Fixed. Thanks for catching that.
- LFP and BHA in C are defined much later in the text, would be useful to define these in the caption. o Shouldn't B (the VARX model parameter) be a 2x3 matrix for different time lags?
Hopefully the following clarifications address both these points:
“C) Example of neural signal y(t) recorded at a single location in the brain. We will analyze local field potentials (LFP) and broad-band high frequency activity (BHA) in separate analyses. D) Examples of filters B for individual feed-forward connections between an extrinsic input and a specific recording location in the brain.”
(6) Discussion:
I could not find Muller et al 2016 listed in the references.
Added. Thanks for catching that omission.
Additional edits prompted by reviewers, but not in the context of any particular comment.

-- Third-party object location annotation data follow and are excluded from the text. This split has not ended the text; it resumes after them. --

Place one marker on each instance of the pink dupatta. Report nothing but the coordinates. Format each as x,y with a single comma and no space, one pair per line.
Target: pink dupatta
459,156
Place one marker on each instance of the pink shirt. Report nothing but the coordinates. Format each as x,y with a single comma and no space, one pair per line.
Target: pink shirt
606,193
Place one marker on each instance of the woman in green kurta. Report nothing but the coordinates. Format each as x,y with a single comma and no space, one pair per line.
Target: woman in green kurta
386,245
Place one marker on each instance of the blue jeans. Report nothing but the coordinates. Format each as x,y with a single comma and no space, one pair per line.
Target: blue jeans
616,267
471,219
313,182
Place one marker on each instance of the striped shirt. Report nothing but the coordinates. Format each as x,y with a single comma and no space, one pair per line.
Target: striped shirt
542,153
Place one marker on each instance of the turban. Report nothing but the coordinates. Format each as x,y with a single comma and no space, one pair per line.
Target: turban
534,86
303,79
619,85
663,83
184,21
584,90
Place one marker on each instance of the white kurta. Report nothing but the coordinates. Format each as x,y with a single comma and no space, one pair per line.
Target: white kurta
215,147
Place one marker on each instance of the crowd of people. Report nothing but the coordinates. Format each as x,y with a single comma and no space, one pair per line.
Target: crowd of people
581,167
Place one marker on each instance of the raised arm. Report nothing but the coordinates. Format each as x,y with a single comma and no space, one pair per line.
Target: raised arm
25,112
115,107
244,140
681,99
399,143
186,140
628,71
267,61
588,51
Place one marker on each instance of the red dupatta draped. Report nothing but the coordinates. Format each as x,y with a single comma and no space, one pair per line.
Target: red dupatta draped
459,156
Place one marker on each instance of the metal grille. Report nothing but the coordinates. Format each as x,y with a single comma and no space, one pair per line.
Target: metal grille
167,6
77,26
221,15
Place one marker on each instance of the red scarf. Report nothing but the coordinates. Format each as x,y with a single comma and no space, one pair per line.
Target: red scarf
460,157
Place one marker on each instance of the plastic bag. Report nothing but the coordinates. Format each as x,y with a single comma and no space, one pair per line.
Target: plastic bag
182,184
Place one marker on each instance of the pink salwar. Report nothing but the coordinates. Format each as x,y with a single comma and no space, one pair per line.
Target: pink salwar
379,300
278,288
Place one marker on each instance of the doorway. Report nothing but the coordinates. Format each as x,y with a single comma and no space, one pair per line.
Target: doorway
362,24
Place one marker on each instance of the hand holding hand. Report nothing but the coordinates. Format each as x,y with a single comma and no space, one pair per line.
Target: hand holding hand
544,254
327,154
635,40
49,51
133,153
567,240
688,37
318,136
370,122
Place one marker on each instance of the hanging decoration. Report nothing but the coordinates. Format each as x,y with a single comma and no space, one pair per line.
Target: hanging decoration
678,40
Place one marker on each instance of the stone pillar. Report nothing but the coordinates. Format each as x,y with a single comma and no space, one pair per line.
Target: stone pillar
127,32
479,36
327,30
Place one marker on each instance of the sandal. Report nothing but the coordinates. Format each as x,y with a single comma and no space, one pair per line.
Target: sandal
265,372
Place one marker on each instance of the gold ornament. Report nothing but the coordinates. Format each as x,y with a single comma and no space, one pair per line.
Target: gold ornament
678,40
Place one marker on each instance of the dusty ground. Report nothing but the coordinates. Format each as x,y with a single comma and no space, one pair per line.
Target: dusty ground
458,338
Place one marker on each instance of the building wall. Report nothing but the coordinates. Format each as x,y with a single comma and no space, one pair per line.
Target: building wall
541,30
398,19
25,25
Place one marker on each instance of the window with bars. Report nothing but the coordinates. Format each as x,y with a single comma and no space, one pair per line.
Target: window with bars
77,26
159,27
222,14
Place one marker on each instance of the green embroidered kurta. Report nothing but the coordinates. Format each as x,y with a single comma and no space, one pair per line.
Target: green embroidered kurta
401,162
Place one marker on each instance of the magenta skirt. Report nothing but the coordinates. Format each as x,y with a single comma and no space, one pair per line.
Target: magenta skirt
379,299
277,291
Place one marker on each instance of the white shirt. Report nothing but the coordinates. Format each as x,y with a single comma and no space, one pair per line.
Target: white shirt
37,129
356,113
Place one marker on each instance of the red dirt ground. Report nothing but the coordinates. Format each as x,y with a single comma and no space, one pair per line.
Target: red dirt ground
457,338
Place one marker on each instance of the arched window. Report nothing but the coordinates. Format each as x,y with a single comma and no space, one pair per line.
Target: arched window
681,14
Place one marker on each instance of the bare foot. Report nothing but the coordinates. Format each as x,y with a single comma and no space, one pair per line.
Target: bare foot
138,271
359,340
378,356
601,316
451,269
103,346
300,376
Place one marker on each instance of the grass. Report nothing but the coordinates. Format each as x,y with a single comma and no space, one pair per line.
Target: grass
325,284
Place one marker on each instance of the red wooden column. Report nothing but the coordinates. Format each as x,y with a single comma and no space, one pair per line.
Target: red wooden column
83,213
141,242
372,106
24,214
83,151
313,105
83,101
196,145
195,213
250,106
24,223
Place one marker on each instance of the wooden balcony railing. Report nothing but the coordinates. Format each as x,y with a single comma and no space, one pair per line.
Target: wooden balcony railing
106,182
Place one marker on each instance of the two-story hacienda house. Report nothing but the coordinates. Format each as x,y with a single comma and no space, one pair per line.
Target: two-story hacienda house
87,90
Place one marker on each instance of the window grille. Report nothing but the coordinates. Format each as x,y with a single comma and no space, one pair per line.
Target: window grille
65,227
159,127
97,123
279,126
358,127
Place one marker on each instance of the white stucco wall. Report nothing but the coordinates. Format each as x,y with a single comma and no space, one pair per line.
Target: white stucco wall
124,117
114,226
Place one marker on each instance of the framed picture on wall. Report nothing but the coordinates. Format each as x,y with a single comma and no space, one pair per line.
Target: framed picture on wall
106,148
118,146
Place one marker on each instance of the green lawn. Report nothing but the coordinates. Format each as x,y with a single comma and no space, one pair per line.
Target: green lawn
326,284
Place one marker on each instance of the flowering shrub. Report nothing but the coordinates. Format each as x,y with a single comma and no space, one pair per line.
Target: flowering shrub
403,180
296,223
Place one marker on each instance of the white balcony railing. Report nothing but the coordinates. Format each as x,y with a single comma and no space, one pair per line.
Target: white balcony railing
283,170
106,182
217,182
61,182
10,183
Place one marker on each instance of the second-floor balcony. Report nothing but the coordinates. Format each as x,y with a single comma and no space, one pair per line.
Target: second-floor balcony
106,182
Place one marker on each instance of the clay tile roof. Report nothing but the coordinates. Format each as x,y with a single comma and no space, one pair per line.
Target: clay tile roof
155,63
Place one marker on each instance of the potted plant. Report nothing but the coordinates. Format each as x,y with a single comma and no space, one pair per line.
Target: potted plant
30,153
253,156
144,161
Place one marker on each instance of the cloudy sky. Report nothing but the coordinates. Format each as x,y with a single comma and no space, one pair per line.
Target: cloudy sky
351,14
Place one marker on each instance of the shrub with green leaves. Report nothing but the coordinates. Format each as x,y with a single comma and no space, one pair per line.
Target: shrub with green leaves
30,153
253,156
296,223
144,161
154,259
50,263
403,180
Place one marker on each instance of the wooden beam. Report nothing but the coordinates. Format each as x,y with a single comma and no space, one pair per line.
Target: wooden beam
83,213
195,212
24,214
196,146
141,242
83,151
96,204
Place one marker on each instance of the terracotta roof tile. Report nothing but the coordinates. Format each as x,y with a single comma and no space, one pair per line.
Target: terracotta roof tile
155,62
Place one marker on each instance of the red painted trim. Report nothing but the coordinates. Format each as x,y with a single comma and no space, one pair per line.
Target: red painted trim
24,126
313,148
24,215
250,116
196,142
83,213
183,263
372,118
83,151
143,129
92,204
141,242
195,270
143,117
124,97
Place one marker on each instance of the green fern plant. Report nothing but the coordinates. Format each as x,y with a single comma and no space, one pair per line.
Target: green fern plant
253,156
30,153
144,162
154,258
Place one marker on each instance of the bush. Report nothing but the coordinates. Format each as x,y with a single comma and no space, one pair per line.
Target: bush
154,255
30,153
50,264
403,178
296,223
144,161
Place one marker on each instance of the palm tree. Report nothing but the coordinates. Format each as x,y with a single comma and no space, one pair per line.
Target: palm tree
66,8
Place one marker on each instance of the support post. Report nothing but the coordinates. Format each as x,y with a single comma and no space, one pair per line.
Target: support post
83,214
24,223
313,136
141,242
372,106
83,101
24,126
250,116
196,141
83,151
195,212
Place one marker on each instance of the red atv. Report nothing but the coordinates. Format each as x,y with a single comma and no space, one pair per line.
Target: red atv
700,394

While reviewers did not raise this following point, we felt the need clarify the terminology in the Methods to make sure there is not misunderstanding in the proposed interpretation of the model:
“We will refer to the filters in matrix A and B and as recurrent and feed-forward “connections”, but avoid the use of the word “causal” which can be misleading.”

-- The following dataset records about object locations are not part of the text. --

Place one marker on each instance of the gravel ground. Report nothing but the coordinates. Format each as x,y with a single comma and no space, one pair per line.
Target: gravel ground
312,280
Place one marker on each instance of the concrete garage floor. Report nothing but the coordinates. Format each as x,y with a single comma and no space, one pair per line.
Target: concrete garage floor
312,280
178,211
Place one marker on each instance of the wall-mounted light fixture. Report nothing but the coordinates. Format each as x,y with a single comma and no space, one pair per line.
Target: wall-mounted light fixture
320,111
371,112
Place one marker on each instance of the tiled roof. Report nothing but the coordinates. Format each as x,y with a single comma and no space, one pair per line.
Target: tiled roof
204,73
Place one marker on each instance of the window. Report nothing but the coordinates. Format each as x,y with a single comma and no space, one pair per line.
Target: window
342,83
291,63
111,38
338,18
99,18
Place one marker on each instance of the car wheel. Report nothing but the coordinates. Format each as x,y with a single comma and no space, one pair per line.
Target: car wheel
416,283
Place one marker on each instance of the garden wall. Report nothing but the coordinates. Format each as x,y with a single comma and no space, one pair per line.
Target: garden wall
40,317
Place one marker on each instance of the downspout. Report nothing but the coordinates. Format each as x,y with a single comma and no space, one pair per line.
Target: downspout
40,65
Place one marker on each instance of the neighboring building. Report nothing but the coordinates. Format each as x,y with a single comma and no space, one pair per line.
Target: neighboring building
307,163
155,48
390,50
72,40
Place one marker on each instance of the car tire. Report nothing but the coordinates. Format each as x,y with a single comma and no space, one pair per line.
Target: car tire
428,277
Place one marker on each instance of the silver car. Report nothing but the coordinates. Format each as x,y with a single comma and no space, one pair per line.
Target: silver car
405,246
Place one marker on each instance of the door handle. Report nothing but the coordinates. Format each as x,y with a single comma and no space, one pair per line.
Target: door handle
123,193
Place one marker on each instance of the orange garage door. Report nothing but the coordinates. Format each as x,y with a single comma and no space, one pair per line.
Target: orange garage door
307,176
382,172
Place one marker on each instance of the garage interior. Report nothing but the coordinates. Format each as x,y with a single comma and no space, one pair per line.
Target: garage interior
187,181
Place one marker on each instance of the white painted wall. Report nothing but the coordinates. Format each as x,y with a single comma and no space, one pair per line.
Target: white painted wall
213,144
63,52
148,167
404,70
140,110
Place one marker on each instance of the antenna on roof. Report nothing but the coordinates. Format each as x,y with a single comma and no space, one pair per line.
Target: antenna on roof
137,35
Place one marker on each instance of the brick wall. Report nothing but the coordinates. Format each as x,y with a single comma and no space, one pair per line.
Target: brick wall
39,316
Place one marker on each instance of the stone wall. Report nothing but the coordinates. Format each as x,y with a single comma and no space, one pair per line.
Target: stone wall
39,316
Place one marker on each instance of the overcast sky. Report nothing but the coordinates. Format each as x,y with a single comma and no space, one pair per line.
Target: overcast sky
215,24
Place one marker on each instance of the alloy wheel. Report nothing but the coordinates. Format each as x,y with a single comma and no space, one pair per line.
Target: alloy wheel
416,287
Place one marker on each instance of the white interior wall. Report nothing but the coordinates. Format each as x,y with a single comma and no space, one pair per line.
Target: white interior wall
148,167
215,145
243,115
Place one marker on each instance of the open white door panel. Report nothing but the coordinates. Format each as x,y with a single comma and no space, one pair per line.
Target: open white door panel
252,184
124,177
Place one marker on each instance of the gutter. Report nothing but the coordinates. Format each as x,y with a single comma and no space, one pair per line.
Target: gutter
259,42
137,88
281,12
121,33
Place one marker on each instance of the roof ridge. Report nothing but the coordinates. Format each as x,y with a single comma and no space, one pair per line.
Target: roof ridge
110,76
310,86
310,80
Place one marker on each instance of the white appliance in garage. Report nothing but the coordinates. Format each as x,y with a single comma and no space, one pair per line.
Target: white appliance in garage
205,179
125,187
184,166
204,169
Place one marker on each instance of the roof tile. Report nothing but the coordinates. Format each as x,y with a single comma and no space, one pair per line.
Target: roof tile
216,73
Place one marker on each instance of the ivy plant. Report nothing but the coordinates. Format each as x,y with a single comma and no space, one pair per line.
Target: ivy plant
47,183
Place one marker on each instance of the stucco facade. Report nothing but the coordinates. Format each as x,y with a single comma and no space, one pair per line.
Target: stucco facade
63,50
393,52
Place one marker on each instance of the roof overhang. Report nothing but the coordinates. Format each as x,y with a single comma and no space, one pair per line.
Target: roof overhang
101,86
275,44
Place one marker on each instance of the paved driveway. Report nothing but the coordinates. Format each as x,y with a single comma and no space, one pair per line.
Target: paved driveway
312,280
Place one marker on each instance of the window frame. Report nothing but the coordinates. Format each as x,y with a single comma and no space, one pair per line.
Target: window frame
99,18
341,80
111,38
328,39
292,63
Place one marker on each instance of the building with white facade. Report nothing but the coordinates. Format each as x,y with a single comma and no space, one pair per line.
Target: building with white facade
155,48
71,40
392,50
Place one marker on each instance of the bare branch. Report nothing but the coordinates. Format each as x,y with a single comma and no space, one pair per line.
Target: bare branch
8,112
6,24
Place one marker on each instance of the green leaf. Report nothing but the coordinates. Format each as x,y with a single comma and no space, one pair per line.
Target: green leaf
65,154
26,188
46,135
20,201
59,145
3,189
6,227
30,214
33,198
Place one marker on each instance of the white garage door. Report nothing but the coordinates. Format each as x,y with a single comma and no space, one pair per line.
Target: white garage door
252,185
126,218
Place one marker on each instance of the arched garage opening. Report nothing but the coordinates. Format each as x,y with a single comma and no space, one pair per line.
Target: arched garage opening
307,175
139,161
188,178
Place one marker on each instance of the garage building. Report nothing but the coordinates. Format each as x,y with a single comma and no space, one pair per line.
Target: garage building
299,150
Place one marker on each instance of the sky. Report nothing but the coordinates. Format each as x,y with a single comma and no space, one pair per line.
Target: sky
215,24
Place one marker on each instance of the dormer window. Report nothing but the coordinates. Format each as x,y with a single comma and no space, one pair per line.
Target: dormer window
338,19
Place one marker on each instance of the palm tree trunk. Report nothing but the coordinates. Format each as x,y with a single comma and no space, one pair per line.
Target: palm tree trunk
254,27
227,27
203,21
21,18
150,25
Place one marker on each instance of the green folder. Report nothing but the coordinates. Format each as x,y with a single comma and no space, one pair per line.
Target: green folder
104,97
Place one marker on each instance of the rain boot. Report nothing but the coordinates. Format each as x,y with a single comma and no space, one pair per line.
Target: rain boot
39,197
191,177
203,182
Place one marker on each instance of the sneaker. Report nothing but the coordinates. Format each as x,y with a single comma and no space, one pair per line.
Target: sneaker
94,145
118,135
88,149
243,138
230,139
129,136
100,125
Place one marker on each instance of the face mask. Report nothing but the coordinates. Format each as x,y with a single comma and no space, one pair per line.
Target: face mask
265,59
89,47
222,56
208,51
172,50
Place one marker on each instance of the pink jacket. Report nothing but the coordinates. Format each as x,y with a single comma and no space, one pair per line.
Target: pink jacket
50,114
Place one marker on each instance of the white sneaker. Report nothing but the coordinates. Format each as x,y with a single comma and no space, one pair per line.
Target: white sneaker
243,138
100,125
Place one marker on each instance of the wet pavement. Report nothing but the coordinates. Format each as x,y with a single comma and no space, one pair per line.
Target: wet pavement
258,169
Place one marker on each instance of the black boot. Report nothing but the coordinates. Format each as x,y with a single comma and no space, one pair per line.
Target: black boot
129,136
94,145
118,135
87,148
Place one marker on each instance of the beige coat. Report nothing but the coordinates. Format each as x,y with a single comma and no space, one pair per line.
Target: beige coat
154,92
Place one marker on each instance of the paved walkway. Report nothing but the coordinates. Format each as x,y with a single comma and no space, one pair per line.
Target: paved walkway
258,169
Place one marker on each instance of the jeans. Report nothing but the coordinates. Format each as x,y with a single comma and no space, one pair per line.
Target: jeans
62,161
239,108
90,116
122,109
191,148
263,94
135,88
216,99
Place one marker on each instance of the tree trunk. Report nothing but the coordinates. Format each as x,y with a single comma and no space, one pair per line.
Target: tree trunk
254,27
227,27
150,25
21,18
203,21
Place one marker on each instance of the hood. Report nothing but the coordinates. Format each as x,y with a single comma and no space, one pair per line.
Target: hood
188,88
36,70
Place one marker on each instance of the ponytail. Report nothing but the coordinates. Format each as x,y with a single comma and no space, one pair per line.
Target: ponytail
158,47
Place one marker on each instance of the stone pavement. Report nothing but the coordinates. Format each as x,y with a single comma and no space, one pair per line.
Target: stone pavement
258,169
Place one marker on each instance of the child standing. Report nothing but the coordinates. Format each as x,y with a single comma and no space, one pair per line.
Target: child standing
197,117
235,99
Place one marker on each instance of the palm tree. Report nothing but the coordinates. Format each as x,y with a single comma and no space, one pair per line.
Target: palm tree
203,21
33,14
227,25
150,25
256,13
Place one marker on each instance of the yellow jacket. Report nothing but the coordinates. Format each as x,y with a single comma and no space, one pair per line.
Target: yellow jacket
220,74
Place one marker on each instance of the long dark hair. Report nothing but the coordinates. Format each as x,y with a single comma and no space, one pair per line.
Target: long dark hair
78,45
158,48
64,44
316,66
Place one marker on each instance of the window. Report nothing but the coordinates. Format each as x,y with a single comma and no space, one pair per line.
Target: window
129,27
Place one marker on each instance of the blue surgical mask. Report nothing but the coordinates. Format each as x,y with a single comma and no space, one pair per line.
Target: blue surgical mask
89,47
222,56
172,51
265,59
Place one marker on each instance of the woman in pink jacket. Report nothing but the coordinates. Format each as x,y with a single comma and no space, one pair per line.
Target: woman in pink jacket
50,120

In addressing questions to Figure 4, we noticed that there is quite a bit of variability across patients, so the analysis for Figure 4 and 7 which combines data across patients now accounts for a random effect of patient (previously we have used mean values for repeated measures). We added the following to the Methods to explain this:
“To compare recurrent connectivity between movies and the resting-state (in Fig. 4), we compute VARX models in four different movie segments of 5 minutes length to match the length of the resting state recording. We use the first and second half of ‘Despicable Me English’, the first half of ‘Inscapes’ and one of the ‘Monkey’ movies. 18 patients include each of these recordings. For each recording in each patient we compute the fraction of significant channels (p<0.001) and average the effect size R across all channel pairs, excluding the diagonal. We test the difference between movies and resting-state with linear mixed-effect models with stimulus as fixed effect (movie vs rest), and patient as random effect (to account for the repeated measures for the different video segments), using matlab’s fitlme() routine. For the analysis of asymmetry of recurrent connectivity (in Fig. 4) we also used a mixed-effect model with T1w/T2w ratio as fixed effect and patients as random effect (to account for the repeated measures in multiple brain locations).”
All analyses were rerun with more data (eyes closed resting) and 2 additional patients that have become available since the first submission. Therefore all figures and statistics have been updated throughout the paper. Other than the difference between movies and resting state which was trending before and is now significant, no results changed.